Mr. Rauh is right on one point. We used a layman's term -- robbery -- to describe the crime for which Mr. Leasure had been previously convicted. Technically, he was convicted of assault and petty larceny (misdemeanors) for beating a high school student and stealing her coat. That distinction does make a substantial difference in the burden the government must carry when it seeks preventive detention of a rape suspect, which Mr. Leasure was at the time of the Whipple murder. But it does not make preventive detention impossible, although it might have been difficult to obtain in this case.
Indeed, the question of why preventive detention of Mr. Leasure was not sought was brought first to our attention by a member of Mr. Rauh's staff. Our concern was then heightened when inspection of court transcripts showed the possibility of such detention was raised by both the judge and the bail agency when Mr. Leasure first appeared in court on the rape charge.
Contrary to what Mr. Rauh asserts, we did not criticize the court system for failing to revoke Mr. Leasure's probation (or for failing to detain him). What we criticized was the failure of the system to have a judge consider any step that might have kept him off the streets. While we might not have raised the probation matter at all -- or pushed the preventive detention issue so far -- if we had known the rape charge against Mr. Leasure is as weak as Mr. Rauh now suggests it is, we were led to believe by his staff that this case was quite strong.

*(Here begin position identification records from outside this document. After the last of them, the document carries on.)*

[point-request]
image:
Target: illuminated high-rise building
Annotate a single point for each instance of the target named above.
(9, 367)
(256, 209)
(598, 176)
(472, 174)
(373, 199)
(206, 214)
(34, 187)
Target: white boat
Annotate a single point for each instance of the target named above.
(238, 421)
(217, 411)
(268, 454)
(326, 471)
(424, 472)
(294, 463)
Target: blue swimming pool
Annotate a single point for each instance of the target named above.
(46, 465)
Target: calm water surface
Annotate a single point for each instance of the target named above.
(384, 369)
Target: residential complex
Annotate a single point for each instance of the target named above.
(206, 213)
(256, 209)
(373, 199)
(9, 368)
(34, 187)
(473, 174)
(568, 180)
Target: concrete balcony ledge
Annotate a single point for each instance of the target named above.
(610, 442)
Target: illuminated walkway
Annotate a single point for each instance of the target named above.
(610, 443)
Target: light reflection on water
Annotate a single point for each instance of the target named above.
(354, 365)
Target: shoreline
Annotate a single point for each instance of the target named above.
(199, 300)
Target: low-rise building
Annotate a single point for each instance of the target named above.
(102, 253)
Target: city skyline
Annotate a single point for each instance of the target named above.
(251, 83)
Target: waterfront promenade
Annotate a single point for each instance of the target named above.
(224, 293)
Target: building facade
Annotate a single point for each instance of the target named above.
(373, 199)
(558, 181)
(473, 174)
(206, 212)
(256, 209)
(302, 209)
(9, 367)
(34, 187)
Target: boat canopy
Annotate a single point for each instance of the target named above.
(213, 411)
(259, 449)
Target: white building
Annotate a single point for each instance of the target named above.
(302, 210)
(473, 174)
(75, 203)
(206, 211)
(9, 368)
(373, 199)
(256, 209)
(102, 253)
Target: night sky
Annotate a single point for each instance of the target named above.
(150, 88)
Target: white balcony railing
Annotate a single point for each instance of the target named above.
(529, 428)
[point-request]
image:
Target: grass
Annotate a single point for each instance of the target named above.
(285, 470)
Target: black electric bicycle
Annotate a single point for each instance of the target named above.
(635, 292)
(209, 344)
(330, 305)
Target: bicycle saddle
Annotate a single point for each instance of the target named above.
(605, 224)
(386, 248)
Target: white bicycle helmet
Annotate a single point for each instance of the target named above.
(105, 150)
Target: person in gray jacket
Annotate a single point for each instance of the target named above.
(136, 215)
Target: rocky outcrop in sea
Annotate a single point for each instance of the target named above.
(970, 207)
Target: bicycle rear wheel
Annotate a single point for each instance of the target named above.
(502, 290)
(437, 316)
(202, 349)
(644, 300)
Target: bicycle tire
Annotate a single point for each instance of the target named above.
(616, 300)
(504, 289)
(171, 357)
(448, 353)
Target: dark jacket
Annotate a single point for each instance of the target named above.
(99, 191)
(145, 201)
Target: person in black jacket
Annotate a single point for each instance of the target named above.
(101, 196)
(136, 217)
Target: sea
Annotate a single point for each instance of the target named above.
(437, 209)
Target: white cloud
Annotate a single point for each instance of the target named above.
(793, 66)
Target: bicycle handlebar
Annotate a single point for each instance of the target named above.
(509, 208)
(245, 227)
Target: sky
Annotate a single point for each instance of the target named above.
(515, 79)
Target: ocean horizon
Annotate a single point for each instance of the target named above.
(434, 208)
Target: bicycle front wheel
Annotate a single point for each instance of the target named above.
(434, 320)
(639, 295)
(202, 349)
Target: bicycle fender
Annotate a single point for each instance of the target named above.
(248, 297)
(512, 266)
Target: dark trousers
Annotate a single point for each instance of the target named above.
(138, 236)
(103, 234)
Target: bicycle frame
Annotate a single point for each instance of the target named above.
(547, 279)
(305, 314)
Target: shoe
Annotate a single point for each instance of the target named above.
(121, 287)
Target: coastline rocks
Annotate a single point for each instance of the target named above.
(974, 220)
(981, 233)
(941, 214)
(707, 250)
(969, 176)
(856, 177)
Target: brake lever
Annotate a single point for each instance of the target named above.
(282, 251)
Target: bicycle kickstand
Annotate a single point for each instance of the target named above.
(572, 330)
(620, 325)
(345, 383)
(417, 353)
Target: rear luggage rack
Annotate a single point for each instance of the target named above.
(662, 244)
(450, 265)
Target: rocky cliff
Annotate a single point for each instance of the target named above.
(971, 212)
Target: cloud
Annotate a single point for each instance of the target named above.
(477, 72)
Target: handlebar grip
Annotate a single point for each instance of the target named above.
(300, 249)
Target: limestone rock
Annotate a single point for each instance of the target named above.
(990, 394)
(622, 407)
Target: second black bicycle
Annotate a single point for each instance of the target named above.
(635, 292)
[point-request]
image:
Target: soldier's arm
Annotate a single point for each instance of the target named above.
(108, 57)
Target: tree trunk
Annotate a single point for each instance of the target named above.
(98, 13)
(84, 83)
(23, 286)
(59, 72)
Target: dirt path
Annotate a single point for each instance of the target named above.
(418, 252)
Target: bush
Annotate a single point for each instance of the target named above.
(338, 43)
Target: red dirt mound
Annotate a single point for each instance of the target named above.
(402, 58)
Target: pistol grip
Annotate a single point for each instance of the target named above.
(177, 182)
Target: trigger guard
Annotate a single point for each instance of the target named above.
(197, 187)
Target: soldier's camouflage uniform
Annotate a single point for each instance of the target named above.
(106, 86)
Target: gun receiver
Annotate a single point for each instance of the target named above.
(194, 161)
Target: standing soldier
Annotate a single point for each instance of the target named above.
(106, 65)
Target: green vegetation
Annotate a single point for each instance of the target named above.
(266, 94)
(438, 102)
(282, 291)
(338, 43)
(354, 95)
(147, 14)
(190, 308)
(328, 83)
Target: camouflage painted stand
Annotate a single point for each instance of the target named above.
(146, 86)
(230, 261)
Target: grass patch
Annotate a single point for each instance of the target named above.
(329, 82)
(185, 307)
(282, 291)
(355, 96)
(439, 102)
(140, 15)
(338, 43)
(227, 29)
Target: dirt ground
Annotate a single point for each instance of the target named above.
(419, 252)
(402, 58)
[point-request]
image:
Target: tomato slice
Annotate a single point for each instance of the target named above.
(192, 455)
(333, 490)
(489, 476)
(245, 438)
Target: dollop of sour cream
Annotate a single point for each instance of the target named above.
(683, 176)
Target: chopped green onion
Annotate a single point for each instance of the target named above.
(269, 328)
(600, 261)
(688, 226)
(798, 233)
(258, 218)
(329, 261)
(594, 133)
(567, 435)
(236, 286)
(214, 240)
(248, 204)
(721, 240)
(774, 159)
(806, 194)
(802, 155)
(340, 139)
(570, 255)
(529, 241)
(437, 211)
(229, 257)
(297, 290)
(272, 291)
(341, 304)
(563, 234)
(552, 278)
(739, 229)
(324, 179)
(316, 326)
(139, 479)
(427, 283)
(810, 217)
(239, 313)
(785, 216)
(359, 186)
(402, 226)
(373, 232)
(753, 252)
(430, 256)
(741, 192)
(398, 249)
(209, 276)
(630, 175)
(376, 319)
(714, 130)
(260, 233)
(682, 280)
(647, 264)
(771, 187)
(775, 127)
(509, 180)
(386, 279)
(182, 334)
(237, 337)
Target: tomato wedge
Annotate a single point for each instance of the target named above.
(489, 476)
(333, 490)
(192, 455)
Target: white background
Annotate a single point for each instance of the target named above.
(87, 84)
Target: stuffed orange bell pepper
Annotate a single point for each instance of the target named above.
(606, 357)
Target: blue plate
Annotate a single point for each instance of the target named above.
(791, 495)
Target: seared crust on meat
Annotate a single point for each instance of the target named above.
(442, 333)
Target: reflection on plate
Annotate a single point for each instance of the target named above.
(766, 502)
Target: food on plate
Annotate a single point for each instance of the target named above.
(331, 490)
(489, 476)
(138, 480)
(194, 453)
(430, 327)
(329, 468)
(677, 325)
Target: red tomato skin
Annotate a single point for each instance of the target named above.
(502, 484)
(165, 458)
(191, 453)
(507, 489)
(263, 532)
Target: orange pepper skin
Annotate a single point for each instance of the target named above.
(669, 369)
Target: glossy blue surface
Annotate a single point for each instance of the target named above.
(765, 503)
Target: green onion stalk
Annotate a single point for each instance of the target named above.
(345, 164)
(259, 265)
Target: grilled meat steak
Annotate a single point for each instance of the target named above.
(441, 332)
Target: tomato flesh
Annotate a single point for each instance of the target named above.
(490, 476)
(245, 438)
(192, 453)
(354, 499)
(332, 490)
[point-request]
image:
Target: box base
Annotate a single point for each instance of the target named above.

Also contrary to Mr. Rauh's letter, we have not altered our position on preventive detention. We have supported efforts in the past to modify that law in the direction sought by Mr. Rauh, and we expect to do so in the future. But we were not concerned in this instance with changes in the law. We were, and are, concerned with the failure to attempt to use its existing provisions in a situation where their use seemed -- on the basis of what we had been told -- compelling.